Uma pequena história do
"consenso"
Para explicar o que foi o “consenso” em Portugal, talvez seja
melhor começar pela Carta Constitucional de 1826, “outorgada” por D. Pedro IV.
A Carta pretendia reconciliar o radicalismo “vintista” com o antigo regime, e a
alta nobreza tradicional com a classe média e a plebe das cidades. Não se dizia
“consenso” nessa altura, mas mais gramaticalmente “compromisso” e, em certos
casos, “fusão”.
O compromisso de 1826 provocou uma guerra civil que durou com
intermitências para lá de 1834 e definiu uma regra básica: não podia haver
entendimento de espécie alguma entre a esquerda e a direita, com o Estado em
bancarrota e fome no país. Por isso, mesmo depois da vitória e a perseguição
aos miguelistas, não houve paz que durasse entre campeões da liberdade. Com
outros protagonistas, o ódio fervia como na véspera.

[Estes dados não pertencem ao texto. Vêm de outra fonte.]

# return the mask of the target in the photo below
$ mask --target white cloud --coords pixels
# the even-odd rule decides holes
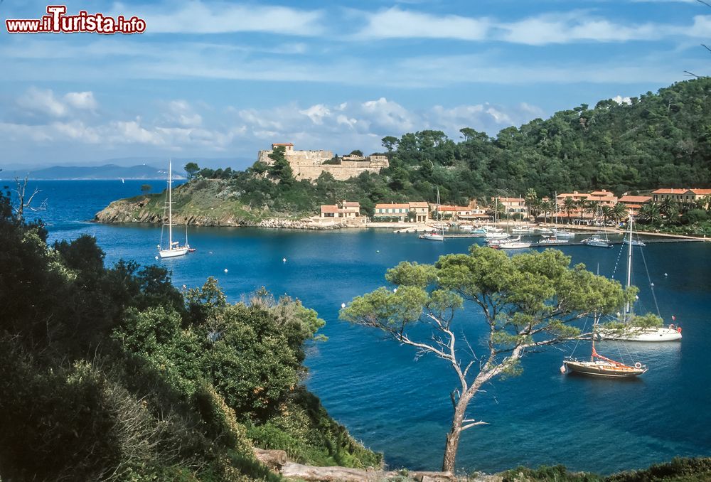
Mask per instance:
[[[165,105],[169,114],[193,112],[185,101],[173,100]],[[153,108],[146,105],[144,109]],[[162,114],[153,119],[137,116],[99,122],[75,118],[50,119],[40,124],[0,122],[0,145],[11,143],[55,150],[61,146],[63,150],[94,152],[97,159],[102,152],[135,156],[173,151],[193,155],[222,152],[250,158],[274,141],[292,141],[304,149],[343,153],[360,149],[369,153],[382,150],[380,139],[385,136],[432,129],[458,139],[463,127],[493,134],[511,123],[518,124],[542,114],[540,109],[526,104],[434,106],[415,111],[385,97],[332,105],[301,107],[289,103],[272,109],[227,109],[226,113],[230,119],[223,125],[213,126],[191,122],[183,126]]]
[[[299,112],[311,119],[311,122],[316,125],[322,124],[324,123],[324,117],[331,115],[331,111],[322,104],[312,105],[308,109],[299,111]]]
[[[86,110],[94,110],[98,105],[90,92],[70,92],[65,95],[64,101],[75,109]]]
[[[314,36],[324,31],[323,14],[283,6],[258,4],[191,1],[169,14],[149,6],[132,7],[146,21],[149,33],[223,33],[265,32],[279,35]]]
[[[61,117],[67,114],[67,107],[54,97],[53,92],[48,90],[31,87],[17,100],[17,104],[31,112],[46,114],[54,117]]]
[[[97,104],[91,92],[70,92],[58,98],[50,90],[28,88],[16,101],[17,105],[30,114],[64,117],[77,110],[92,111]]]
[[[198,127],[203,124],[202,116],[196,112],[186,100],[169,102],[164,119],[169,124],[181,127]]]
[[[545,45],[577,41],[620,42],[658,38],[661,27],[645,23],[626,25],[604,18],[589,18],[585,12],[545,14],[500,23],[501,40],[513,43]]]
[[[397,7],[366,15],[366,24],[357,34],[365,38],[459,38],[483,40],[491,27],[486,18],[458,15],[436,16]]]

Em 1836, o radicalismo do Exército e da plebe de Lisboa
resolveram abolir a Carta e combinaram com a rainha (que resistiu) pôr
simultaneamente em vigor a Carta e a Constituição de 1822. Portugal, num
exemplo de “fusão” a que toda a gente chamava o “pastel”, ficou com duas
Constituições, enquanto se preparava a terceira para as substituir. Essa
terceira devia ser “o mais parecida possível” com a Carta, para contentar os
“revolucionários” de Setembro e o partido com quem eles tinham alacremente
corrido. Em 1838, estava pronta e tomou o nome solene de “Ordem”. Não existiria
desordem porque, em princípio, o acordo era universal. Só que não era e a
“Ordem” deslizou suavemente para a direita e acabou a restaurar a velha Carta
(de 1826 e 1834) em 1842.
Costa Cabral, o dono da nova situação, imaginou então
fabricar um compromisso pela força, o juste milieu. Aguentou com
dificuldade quatro anos e caiu com uma guerra civil, a da “Patuleia”. O Estado
devia ao mundo inteiro e a fome continuava. Em 1851, Saldanha, apoiado por uma
intervenção prévia da Espanha e da Inglaterra, estabeleceu a concórdia
universal e Fontes Pereira de Melo sustentou essa concórdia com dinheiro da
Inglaterra e da França. Veio logo a época dourada da “Regeneração”, com um
pequeno intervalo (cinco anos) em que a diminuição em quantidade e valor das
remessas do Brasil levou os partidos que andavam em litígio fingido a uma
verdadeira “fusão”, em que partilharam irmãmente Portugal. A fome não apertava
tanto e o Estado parecia solvente. Em 1890-1893, a ilusão morreu. Dali em
diante, como entre 1817 e 1851, uma guerra civil larvar ou activa não deixou os
portugueses. Salazar, com a censura, o Exército e a polícia política, abafou
essas longas festividades. Hoje, o Governo que fala em “consenso” e o PS que o
recusa por razões triviais não percebem que o “consenso” implica um Estado com
dinheiro, e muito dinheiro, e crescimento económico. Não sabem história.